Entropy Law: The Story Behind Data Compression and LLM Performance

TL;DR

This work reframes data selection for LLM training through an entropy law that links model performance to data compression and first-epoch loss, proposing that lower compression ratio and manageable loss yield better knowledge mastery. It introduces ZIP, a model-free, multi-stage greedy algorithm that minimizes data compression ratio while preserving diversity, enabling efficient data selection for SFT and RLHF. Empirical results show ZIP consistently outperforms quality-based baselines across multiple backbones and alignment stages, and the entropy law is validated by observed relationships between compression, loss, and performance, with a practical use in early risk detection during incremental data updates. The approach offers a scalable, compute-conscious pathway to improve LLM learning efficiency and provides a predictive criterion for data utility in alignment tasks.

Abstract

Data is the cornerstone of large language models (LLMs), but not all data is useful for model learning. Carefully selected data can better elicit the capabilities of LLMs with much less computational overhead. Most methods concentrate on evaluating the quality of individual samples in data selection, while the combinatorial effects among samples are neglected. Even if each sample is of perfect quality, their combinations may be suboptimal in teaching LLMs due to their intrinsic homogeneity or contradiction. In this paper, we aim to uncover the underlying relationships between LLM performance and data selection. Inspired by the information compression nature of LLMs, we uncover an ``entropy law'' that connects LLM performance with data compression ratio and first-epoch training loss, which reflect the information redundancy of a dataset and the mastery of inherent knowledge encoded in this dataset, respectively. Through both theoretical deduction and empirical evaluation, we find that model performance is negatively correlated to the compression ratio of training data, which usually yields a lower training loss. Based on the findings of the entropy law, we propose a quite efficient and universal data selection method named \textbf{ZIP} for training LLMs, which aim to prioritize data subsets exhibiting a low compression ratio. Based on a multi-stage algorithm that selects diverse data in a greedy manner, we can obtain a good data subset with satisfactory diversity. Extensive experiments have been conducted to validate the entropy law and the superiority of ZIP across different LLM backbones and alignment stages. We also present an interesting application of entropy law that can detect potential performance risks at the beginning of model training.
Paper Structure (23 sections, 7 equations, 7 figures, 2 tables, 1 algorithm)

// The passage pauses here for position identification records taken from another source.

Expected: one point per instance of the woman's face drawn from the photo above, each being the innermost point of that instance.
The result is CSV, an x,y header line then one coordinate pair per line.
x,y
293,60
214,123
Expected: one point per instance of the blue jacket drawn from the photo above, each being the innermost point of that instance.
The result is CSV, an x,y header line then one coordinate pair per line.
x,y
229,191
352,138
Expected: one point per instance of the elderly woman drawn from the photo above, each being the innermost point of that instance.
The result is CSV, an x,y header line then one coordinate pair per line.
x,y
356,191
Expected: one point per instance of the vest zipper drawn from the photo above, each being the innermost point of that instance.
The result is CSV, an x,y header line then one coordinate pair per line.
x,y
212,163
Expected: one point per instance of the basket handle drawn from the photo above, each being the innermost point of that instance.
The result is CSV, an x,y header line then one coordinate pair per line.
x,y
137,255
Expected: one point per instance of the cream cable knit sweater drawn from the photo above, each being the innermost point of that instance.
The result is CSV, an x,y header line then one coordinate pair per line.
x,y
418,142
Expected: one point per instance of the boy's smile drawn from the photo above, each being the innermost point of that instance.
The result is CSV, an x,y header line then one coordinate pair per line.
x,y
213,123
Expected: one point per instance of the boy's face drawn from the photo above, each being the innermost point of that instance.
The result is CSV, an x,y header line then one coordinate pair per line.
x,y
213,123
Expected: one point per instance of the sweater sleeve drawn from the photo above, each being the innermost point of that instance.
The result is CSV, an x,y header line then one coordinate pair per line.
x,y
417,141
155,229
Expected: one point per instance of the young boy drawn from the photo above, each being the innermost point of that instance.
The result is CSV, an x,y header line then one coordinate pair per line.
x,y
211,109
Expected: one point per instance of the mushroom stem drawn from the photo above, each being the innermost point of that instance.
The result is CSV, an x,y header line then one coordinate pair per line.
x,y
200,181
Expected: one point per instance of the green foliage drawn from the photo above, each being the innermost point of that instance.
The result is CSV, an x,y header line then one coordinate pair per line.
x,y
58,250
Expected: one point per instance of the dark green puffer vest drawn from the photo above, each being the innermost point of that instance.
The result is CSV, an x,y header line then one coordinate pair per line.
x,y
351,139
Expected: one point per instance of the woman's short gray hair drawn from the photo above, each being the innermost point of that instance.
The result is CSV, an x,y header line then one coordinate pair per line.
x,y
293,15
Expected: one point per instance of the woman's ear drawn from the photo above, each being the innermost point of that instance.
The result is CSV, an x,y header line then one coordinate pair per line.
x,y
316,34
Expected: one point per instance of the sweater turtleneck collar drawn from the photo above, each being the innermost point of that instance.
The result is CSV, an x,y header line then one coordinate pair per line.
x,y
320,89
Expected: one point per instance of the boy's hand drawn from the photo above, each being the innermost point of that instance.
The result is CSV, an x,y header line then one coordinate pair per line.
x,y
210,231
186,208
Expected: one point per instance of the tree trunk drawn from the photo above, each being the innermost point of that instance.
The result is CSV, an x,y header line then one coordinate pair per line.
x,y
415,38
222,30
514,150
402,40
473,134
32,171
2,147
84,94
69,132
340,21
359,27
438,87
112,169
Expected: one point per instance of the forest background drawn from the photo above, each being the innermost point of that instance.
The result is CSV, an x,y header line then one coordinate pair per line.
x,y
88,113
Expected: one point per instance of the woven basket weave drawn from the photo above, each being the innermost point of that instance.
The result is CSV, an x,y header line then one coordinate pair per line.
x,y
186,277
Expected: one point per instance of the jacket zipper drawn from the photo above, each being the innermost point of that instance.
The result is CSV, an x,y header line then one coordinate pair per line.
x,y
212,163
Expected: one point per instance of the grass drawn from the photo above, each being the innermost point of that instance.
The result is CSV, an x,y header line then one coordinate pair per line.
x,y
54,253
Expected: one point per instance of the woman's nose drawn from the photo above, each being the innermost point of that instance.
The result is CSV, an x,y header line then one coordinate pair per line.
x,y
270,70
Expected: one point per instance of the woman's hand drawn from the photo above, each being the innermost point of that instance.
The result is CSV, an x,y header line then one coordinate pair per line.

This paper contains 23 sections, 7 equations, 7 figures, 2 tables, 1 algorithm.

Figures (7)

  • Figure 1: An illustrative example describing different data selection paradigms. Quality-based data selection relies on sample-level data quality measurements while overlooking combinatorial effects among samples. Information-amount-based selection aims to select samples maximizing the overall information amount.
  • Figure 2: The distribution of average token number across datasets selected by different algorithms for Mistral-7B.
  • Figure 3: Entropy law demonstration of Mistral-7B. The Entropy law curve is fitted with the results of different methods.
  • Figure 4: Entropy law curve of Llama-3-8B. The Entropy law curve is fitted with the results of different methods.
  • Figure 5: Practical application of Entropy law in incremental training data update, where $x_1,x_2,x_3,x_4,x_5$ are five data versions.